Desta vez, ele apresentou documentos e cheques para embasar sua fala aos congressistas.
Caso Stormy Daniels
Entre eles, está a cópia de um cheque pessoal de US$ 35 mil (aproximadamente R$ 130 mil), assinado por Trump depois de assumir o cargo, para supostamente silenciar a atriz pornô Stormy Daniels, que teria tido um caso com o presidente. Outro cheque no mesmo valor, vindo de uma conta corporativa do presidente, também foi apresentado.
"Ele me pediu para pagar a uma estrela de cinema adulto com quem ele teve um caso, e mentir para sua esposa sobre isso, o que eu fiz. Mentir para a primeira-dama é um dos meus maiores arrependimentos. Ela é uma pessoa gentil e boa. Eu a respeito muito - e ela não merecia isso", disse Cohen.
O ex-advogado também mostrou um artigo de revista rabiscado a mão por Trump, alegando que o presidente fraudou um leilão de um retrato de si mesmo, pagando correligionários para darem lances altos e aumentar o valor da fotografia.
Cohen trouxe ainda cartas que supostamente escreveu sob "orientação de Trump" ameaçando escolas e faculdades onde o presidente estudou para que elas não divulgassem suas notas à imprensa.
No texto de uma das cartas, enviadas a Universidade de Fordham, onde o presidente estudou, o então aliado de Trump ameaça o reitor de "multas substanciais, penalidades, potencial perda de financiamento governamental e prisão" caso dados de Trump fossem divulgados à imprensa.
Sobre o vazamento de milhares de emails internos do partido Democrata para o WikiLeaks, durante as eleições, Cohen disse que Trump acompanhava e torcia pelo vazamento, considerando-o algo "genial".
"Trump era um candidato presidencial que sabia que Roger Stone (membro da campanha republicana) estava conversando com Julian Assange (fundador do WikiLeaks) sobre um vazamento dos e-mails do Comitê Nacional Democrata", afirmou Cohen.
"Dias antes da Convenção democrata, eu estava no escritório de Trump quando a secretária dele anunciou que Roger Stone estava no telefone. Trump colocou Stone no viva-voz e ele disse a Trump que tinha acabado de falar com Julian Assange", disse.
O que Robert Mueller está investigando
O promotor está apurando se houve um possível conluio entre a campanha de Trump e o governo russo para ajudá-lo a vencer as eleições de 2016. Há quatro linhas potenciais de investigação, além da conexão com o WikiLeaks:
- A reunião na Trump Tower: em 09 de junho de 2016, uma equipe russa liderada pela advogada Natalya Veselnitskaya se encontrou com filho mais velho do presidente americano, Donald Trump Jr., Paul Manafort (então coordenador da campanha) e Jared Kushner, marido de Ivanka, filha de Trump, na Trump Tower, em Nova York.

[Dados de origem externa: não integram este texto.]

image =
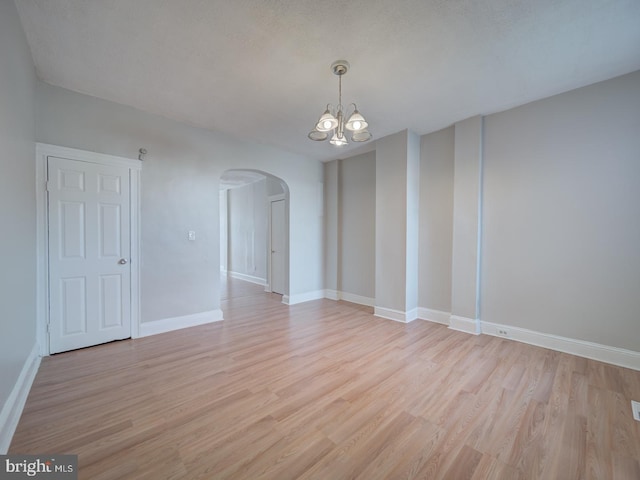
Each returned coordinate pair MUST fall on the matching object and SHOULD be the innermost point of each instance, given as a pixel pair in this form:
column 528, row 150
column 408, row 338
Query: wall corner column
column 467, row 225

- A ligação com Moscou: Michael Cohen, ex-advogado de Trump que se declarou culpado perante a Justiça dos Estados Unidos, garante que os vínculos das empresas de Trump com a Rússia foram mantidos até o final da campanha de 2016. Ele afirma que ele próprio contatou um assistente do porta-voz de Putin, Dmitry Peskov.

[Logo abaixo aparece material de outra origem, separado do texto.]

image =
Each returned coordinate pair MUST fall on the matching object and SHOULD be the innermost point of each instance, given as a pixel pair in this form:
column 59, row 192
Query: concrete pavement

- A demissão de James Comey: as acusações salientam que Trump ou pessoas próximas a ele na Casa Branca realizaram esforços para obstruir a investigação sobre a Rússia, dando como exemplo a demissão do ex-diretor do FBI James Comey, em abril de 2017. De acordo com Comey, seu trabalho ficou sob risco após Trump pedir lealdade e que desestimulasse uma investigação sobre ligações com o Kremlin de seu ex-assessor de segurança nacional Michael Flynn.
- O ciberataque russo: Mueller já apresentou detalhes sobre os esforços da Rússia para influenciar as eleições presidenciais de 2016. Os seus relatórios afirmam que hackers russos utilizaram as redes sociais para criar notícias falsas, promovendo atividades de campo como a coleta de informação de agentes russos e apoio financeiro para comícios e manifestantes.